While volatility has been reduced somewhat, the high price of fuel continues to impact the industry. ATRI’s 2013 update to the Operational Costs of Trucking report found that fuel and oil was the single highest motor carrier cost center, even more costly than driver wages and benefits combined.

Proposed Strategies:

a) Advocate for measures that limit financial market speculation on energy which can cause price fluctuations/volatility. This strategy is preferred by a plurality of respondents (42.8%). While prices have stabilized over the past several months, many in the industry are still cognizant of the impact that wildly fluctuating diesel prices can have on operations.

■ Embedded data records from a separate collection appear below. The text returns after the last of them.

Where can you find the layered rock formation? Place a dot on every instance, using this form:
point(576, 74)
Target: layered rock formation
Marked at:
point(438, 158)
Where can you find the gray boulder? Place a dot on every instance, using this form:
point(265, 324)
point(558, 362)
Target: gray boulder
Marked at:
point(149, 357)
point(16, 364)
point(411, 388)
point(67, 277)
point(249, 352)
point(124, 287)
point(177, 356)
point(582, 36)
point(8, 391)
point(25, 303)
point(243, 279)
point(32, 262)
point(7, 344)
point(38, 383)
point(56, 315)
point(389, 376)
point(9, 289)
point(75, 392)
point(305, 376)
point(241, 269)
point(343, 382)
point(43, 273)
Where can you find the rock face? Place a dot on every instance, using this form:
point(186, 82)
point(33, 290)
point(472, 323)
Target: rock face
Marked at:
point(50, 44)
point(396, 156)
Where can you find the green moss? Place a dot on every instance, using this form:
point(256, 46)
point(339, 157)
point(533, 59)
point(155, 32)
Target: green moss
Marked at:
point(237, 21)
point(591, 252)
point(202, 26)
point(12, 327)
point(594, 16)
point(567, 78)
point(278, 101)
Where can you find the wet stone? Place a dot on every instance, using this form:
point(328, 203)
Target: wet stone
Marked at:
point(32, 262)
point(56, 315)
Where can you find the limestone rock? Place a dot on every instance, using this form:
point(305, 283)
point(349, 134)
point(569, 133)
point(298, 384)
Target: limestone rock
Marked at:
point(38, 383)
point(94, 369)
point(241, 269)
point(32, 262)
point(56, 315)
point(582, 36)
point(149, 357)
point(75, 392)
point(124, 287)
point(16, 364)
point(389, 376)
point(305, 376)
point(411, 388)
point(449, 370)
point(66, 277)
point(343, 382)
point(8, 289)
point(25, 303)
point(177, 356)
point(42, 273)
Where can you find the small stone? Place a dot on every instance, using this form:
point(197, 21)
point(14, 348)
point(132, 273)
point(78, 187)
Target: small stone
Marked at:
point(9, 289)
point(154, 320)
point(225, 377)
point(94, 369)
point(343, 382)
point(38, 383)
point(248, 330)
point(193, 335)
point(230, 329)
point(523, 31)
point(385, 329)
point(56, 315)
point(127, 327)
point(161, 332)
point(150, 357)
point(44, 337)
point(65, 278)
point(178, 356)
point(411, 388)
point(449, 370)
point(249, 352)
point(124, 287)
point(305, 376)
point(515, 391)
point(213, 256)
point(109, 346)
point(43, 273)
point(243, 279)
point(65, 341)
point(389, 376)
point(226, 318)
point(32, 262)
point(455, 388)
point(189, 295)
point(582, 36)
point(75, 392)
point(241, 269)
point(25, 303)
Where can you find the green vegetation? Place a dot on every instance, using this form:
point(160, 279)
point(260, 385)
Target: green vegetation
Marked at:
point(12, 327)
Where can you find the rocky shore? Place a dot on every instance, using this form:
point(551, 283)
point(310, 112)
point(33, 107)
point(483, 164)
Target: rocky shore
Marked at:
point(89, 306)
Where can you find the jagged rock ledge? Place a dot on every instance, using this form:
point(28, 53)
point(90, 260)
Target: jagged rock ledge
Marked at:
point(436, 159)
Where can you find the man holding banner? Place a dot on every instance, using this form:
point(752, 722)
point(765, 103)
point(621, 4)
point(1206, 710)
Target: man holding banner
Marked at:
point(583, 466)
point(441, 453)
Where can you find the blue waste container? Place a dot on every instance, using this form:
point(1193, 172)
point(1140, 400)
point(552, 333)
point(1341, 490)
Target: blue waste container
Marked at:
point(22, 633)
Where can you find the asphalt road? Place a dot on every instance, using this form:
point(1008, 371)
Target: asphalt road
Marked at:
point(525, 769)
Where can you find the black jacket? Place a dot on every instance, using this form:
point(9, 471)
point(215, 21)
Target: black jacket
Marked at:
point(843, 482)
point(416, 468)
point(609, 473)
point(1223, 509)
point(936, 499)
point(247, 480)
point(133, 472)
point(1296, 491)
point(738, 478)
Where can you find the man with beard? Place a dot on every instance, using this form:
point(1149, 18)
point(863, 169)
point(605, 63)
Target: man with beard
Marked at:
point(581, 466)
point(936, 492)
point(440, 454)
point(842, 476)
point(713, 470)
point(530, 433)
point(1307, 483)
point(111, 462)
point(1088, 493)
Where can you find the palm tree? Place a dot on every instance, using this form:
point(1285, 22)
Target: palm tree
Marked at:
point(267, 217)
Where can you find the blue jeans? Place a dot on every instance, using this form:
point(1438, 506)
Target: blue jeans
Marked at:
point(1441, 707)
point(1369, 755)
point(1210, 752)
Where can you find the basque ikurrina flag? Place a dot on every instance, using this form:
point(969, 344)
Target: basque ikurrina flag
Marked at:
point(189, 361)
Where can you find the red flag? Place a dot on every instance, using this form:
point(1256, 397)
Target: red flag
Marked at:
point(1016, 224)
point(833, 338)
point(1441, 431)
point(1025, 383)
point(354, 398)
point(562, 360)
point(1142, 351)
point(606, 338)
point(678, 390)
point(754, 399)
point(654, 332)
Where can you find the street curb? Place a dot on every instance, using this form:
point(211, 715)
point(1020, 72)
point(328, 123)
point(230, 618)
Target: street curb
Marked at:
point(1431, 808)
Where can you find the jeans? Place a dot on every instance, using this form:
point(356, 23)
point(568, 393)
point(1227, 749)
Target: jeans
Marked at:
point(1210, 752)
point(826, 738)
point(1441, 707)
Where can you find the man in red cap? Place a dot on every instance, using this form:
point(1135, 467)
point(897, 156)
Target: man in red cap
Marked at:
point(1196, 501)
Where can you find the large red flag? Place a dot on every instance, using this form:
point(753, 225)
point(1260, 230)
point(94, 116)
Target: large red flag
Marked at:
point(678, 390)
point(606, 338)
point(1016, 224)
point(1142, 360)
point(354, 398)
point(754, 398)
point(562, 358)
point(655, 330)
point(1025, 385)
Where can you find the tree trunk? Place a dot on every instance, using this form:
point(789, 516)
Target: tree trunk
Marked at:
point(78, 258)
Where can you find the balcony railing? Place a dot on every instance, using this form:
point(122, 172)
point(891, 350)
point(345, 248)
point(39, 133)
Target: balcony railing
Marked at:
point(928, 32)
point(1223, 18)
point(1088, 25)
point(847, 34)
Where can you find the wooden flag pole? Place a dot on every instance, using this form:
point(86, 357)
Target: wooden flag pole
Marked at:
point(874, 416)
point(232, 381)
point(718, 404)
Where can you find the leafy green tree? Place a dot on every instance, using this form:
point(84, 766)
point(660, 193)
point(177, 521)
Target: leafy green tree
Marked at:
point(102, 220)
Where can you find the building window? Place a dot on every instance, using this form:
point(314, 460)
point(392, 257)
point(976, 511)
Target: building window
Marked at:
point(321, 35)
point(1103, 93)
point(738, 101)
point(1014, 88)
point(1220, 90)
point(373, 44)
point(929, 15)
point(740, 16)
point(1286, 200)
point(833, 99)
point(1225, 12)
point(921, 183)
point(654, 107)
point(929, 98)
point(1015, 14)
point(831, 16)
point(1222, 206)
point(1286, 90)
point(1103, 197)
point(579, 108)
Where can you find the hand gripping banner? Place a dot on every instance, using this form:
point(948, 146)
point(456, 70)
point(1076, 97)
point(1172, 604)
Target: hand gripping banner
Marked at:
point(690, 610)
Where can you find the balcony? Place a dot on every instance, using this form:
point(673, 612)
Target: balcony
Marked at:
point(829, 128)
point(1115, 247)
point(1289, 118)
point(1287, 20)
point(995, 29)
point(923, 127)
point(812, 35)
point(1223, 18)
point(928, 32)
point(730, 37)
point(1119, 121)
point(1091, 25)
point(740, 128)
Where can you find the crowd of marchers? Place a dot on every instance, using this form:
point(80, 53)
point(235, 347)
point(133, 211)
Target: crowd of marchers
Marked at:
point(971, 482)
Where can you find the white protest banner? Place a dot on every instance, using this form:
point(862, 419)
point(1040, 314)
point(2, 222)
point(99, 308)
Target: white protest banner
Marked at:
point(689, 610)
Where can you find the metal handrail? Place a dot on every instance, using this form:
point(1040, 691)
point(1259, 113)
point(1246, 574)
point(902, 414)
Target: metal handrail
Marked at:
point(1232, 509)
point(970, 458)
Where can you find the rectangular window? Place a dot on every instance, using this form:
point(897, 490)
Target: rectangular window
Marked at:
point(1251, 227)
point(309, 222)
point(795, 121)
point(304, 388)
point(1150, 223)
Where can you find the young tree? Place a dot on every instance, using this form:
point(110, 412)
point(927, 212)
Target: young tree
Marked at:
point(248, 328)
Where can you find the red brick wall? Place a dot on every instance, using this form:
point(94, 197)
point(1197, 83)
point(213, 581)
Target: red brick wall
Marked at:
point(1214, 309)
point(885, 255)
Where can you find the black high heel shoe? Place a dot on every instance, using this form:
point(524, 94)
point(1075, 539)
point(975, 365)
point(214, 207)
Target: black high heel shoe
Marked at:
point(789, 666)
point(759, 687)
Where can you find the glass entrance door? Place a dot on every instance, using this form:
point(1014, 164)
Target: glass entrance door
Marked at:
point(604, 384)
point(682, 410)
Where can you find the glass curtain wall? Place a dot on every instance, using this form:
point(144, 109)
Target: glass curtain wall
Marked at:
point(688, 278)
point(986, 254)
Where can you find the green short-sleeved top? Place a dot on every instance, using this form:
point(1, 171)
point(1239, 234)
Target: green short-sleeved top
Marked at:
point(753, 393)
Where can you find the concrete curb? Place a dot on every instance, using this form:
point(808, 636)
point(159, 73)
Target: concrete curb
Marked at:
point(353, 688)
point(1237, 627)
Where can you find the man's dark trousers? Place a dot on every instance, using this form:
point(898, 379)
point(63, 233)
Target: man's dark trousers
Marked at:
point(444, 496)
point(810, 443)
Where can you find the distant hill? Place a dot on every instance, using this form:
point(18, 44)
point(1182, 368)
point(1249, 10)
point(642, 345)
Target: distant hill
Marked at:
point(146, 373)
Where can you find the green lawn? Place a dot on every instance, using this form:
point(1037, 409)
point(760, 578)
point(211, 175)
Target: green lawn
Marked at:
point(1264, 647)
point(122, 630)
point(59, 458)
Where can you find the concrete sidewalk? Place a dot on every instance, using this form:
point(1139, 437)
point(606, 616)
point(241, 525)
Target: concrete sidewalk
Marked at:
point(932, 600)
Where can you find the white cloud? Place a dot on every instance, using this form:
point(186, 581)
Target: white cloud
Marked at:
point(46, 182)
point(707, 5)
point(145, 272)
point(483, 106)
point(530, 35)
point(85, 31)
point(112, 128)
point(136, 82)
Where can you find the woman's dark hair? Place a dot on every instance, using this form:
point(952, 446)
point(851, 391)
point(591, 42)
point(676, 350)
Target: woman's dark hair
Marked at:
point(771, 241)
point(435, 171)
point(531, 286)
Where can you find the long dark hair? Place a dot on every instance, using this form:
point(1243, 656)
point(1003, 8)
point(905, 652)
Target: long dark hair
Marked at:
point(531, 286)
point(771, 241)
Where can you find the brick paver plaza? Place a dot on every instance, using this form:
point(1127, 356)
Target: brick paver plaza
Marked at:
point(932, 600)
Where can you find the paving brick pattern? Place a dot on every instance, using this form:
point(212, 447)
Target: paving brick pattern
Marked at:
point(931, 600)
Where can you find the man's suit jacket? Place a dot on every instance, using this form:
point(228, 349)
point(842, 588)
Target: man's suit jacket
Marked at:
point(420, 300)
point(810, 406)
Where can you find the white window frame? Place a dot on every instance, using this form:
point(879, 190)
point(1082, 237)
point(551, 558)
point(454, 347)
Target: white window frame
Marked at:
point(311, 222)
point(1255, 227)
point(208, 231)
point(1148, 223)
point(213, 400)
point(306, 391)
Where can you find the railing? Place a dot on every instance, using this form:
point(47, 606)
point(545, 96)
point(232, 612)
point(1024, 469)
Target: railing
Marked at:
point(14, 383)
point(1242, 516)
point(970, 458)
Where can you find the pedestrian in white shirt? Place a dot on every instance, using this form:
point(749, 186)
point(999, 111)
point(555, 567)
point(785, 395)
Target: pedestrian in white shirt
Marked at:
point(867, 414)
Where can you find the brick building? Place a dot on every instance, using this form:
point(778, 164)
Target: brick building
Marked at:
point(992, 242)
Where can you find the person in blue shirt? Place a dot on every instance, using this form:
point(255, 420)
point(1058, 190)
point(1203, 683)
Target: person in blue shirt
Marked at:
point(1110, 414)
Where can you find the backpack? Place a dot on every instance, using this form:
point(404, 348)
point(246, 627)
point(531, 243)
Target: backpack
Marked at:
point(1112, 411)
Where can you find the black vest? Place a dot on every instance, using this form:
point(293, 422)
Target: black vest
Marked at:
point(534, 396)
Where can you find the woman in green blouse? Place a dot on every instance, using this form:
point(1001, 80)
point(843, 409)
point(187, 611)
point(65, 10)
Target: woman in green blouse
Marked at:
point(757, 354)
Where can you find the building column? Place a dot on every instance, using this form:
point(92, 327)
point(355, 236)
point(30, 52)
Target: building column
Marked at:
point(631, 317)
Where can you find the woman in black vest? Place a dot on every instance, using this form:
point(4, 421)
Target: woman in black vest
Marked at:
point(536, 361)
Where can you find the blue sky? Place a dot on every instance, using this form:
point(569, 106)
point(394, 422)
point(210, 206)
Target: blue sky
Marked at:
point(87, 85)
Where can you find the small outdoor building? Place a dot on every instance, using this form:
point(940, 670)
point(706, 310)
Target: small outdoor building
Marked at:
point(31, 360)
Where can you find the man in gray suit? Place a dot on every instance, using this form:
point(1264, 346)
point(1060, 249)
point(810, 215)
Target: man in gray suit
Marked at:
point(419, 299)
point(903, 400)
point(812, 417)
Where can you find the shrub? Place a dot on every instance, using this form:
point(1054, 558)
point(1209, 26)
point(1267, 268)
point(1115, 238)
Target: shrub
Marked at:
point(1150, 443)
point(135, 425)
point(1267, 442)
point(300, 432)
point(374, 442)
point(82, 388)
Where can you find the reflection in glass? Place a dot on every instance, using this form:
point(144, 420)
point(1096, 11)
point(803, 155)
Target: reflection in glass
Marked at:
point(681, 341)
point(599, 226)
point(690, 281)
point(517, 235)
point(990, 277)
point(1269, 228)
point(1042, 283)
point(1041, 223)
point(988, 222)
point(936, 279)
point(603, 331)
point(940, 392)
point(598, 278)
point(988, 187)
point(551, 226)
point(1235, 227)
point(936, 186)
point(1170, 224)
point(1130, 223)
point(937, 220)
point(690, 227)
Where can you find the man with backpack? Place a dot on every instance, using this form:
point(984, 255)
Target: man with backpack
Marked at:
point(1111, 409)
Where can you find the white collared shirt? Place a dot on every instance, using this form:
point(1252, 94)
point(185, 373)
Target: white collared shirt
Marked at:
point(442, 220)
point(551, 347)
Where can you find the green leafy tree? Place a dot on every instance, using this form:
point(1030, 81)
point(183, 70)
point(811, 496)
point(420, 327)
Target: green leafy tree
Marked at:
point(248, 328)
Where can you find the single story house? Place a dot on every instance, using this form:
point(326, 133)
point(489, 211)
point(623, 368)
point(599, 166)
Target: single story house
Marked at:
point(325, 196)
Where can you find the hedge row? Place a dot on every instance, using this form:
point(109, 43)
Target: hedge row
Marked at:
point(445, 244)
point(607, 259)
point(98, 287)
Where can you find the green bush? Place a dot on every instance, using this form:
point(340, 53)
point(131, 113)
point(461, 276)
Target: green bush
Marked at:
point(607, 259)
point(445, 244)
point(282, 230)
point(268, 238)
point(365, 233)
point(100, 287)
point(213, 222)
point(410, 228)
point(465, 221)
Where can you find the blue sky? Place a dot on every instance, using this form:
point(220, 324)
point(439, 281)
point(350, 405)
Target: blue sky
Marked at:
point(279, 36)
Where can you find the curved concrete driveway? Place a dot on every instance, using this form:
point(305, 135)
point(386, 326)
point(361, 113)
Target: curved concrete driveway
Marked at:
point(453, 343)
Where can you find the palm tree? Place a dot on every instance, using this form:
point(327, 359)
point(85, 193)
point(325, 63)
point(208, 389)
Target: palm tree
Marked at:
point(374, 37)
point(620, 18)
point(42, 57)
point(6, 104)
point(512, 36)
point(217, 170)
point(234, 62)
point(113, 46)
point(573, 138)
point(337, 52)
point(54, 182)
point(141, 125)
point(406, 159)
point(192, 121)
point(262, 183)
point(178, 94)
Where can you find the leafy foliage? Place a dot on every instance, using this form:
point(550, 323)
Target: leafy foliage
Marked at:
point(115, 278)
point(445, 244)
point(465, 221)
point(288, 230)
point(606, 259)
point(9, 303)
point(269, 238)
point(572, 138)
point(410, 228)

b) Continue to support expanded use of domestic energy sources to improve the reliability of our energy supply. A key strategy for dealing with price volatility is to ensure a stable supply of fuel. Since fuel and oil costs constitute 39% of motor carrier operational costs, energy price volatility can significantly impact the financial health of the trucking industry. This strategy is preferred by 42.8% of respondents.

c) Support effective technologies and proven methods for improving fuel efficiency that could lower fuel costs. A number of respondents (14.5%) prefer addressing the fuel issue from the demand-side of the equation. As vehicles become more fuel efficient, carriers will need less fuel and will therefore be less affected by fluctuations in prices.